Si estás casi muerto, un poema (y toda esa pedriza de revelaciones que alberga) puede volverte casi vivo, vivificándote en grado sumo al rescatarte del dolor o la agonía, instalándote (al menos por unos instantes) entre los senos electrizados de la Esperanza. Para algunos, existen instantes que son eternos y basta un pequeño acontecimiento para que el corazón se les cubra con un manto de realidad que trasciende la cruda realidad que a todos alcanza.
De tal linaje resulta Fernando Gil Villa, poeta maño-salmantino-americano. A su hija América, nacida en México de madre mexicana, dedica este libro auténtico, el más necesario de los que ha escrito y publicado Gil Villa: he aquí, en los casi cincuenta textos, un pliego de testimonios ardiendo en la noche; unas mujeres alumbrando la nebulosa y los clavos de un nómada o náufrago que en ellas tiene su isla o su principal tabla de salvación.
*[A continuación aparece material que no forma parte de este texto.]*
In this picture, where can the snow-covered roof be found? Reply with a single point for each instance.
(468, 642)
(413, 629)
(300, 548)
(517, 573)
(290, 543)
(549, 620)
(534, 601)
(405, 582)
Estamos ante un conjunto de poemas que acopia la destilación de estruendos, ruinas e indignaciones, fragmentos de una sociedad desorientada, anclada en la incertidumbre de tantas crisis (económicas, éticas…) que la atenazan. Por ello el escriba anota: “…al regresar me topé / con las vacas flacas / plagas de recortes devastaban / mi país y el infierno me cubría / con su sombra”.
La palabra, el Verbo, y también la dignidad de clamar, a modo de los antiguos profetas, contra la incesante injusticia de chacales o tiburones de nuestra especie. En este aliento social y solidario tiene otra importante tabla de salvación.
Palabras de un náufrago rescatado; tablas de salvación que quedan inscritas para que el alba se quede con él todo el santo día.